STRONG INTERACTION BETWEEN FACTORS INFLUENCING CONSONANT DURATION

R.J.J.H. van Son
Institute for Phonetic Sciences, University of Amsterdam, Herengracht 338,
NL-1016CG Amsterdam, The Netherlands, E-mail: rob@fon.let.uva.nl
Jan P.H. van Santen
Bell Labs, Lucent Technologies, Murray Hill NJ, USA, E-Mail: jphvs@research.bell-labs.com

Postscript or Rich Text Format

ABSTRACT

Interactions between factors affecting consonant duration are well known. It has proved difficult to quantify these interactions. The difficulty lies in the enormous amount of speech necessary to resolve all factor combinations and their uneven distribution in speech, i.e., factor confounding. Assuming piecewise independence of factor combinations and an additive duration model, it is possible to reconstruct "balanced" mean durations from unbalanced data. Analysis of a corpus of read speech from two speakers allowed us to model the interaction between syllable stress, position in the word, and consonant identity. The strong interactions could be attributed to a "floor" in the shortest durations and irregular behavior of Coronal consonants. The distribution of durations of Coronal consonants is linked to a shift to ballistic articulation, i.e., flaps, in reducing circumstances.

1. INTRODUCTION

Models of segmental duration generally use single factor independence. These models are based on the assumption that the effects of one factor on duration can be modeled without taking into account the values of other factors (cf., discussions in [3],[10],[14],[17]). Interaction between factors, where the effect of one factor indeed depends on the values of other factors, is well known. For example, the effect of post-vocalic voicing on vowel duration is much larger (measured in ms or as a percentage) in pre-pausal syllables than in non-pre-pausal syllables ([9],[14]). Many other examples are described in the literature (e.g., [2],[4-8],[11-13]). However, it is difficult to model such factor interaction because of a lack of quantitative data ([1],[2]).

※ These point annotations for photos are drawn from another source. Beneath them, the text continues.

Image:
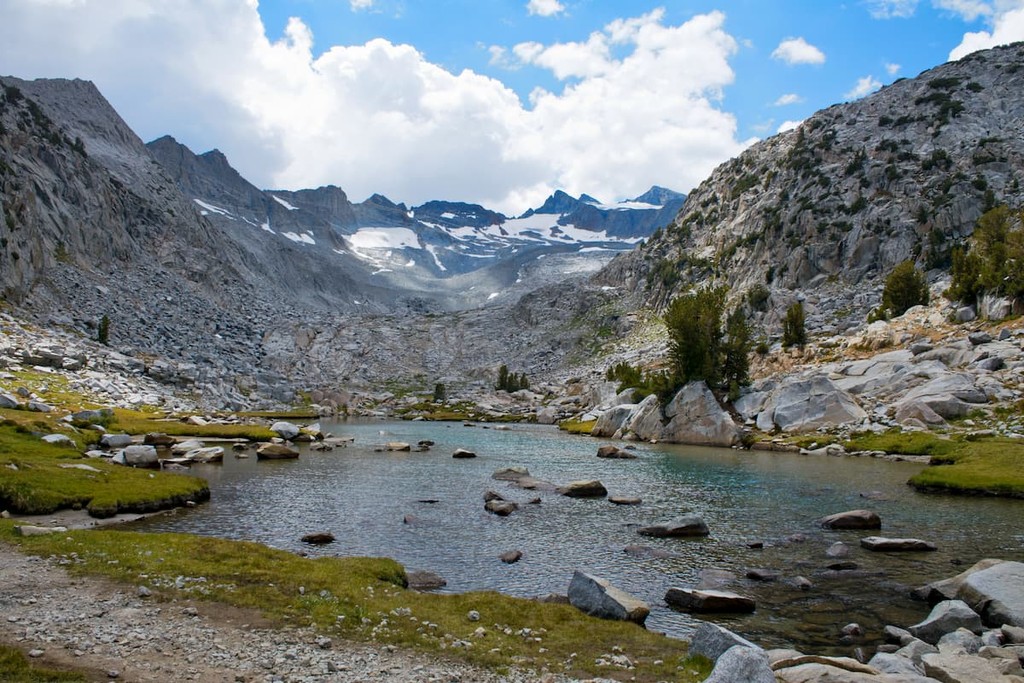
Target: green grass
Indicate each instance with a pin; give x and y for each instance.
(578, 426)
(41, 485)
(15, 669)
(904, 443)
(989, 467)
(364, 599)
(962, 465)
(133, 422)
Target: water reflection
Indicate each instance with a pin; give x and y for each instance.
(364, 497)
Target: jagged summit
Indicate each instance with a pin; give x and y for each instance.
(854, 190)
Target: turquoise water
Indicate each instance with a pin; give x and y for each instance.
(363, 497)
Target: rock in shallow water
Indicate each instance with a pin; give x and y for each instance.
(599, 598)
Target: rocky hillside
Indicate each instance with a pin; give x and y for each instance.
(830, 207)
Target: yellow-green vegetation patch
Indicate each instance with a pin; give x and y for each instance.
(133, 422)
(578, 426)
(989, 467)
(963, 465)
(365, 599)
(39, 478)
(15, 669)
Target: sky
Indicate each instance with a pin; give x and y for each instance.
(492, 101)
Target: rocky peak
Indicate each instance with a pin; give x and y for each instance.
(854, 190)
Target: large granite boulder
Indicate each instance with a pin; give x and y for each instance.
(951, 395)
(141, 456)
(276, 452)
(996, 593)
(695, 417)
(805, 404)
(599, 598)
(285, 430)
(946, 617)
(883, 545)
(584, 488)
(712, 641)
(680, 526)
(612, 420)
(645, 421)
(741, 664)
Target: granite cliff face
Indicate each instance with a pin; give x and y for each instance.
(857, 188)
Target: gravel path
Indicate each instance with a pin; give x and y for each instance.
(110, 632)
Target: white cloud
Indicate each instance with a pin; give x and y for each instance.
(969, 10)
(788, 98)
(887, 9)
(545, 7)
(381, 118)
(798, 51)
(864, 86)
(1008, 27)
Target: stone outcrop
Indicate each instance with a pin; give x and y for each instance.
(687, 525)
(852, 519)
(598, 598)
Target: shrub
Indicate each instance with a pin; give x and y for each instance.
(794, 332)
(905, 287)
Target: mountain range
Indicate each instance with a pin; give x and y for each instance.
(255, 293)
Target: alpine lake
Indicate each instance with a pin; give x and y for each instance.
(426, 510)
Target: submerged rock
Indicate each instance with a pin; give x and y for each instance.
(599, 598)
(686, 525)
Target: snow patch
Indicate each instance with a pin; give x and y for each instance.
(305, 238)
(285, 204)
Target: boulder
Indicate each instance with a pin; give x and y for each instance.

The problem is the large amount of speech data needed to resolve interactions between factors. For independent factors, the number of "examples" needed to resolve them scales as the sum of their value levels. For interacting factors, the number of examples needed scales as the product of the number of factor levels. In practice it is nearly impossible to collect enough speech to cover all possible combinations of factor levels. Especially so because of factor confounding, the fact that some factor values have a low frequency in some contexts [14]. For example, in English, vowels occurring in word-initial syllables are much more likely to be stressed than vowels in word-final syllables; as a result, the former have a longer average duration than the latter. However, when properly analyzed, we find that word-final vowels are longer than word-initial vowels having the same stress level. Thus, the initial findings were deceptive.

It is to be expected that not all factors interact. The factors that affect segmental duration will be, in a first approximation, "piecewise independent" [14]. This means that we can divide the set of factors into non-overlapping sub-groups, such that interactions occur only between factors in a subgroup. This allows us to investigate segmental duration with less than complete coverage of all possible combinations of factor levels.

There are two types of speech corpus. In one, a carefully designed ("balanced") set of sentences is recorded with the property that factor confounding is minimized. However, this typically requires usage of repetitive carrier phrases, which may seriously undermine how naturally the text is read. In the other type (which we have used) naturally occurring meaningful sentences are used (c.f., [1],[2], [14]). This has the advantage of a more natural reading style, but the disadvantage of creating confounding. However, under the assumption of piecewise independence, we can analyze such data without strong concerns about factor confounding.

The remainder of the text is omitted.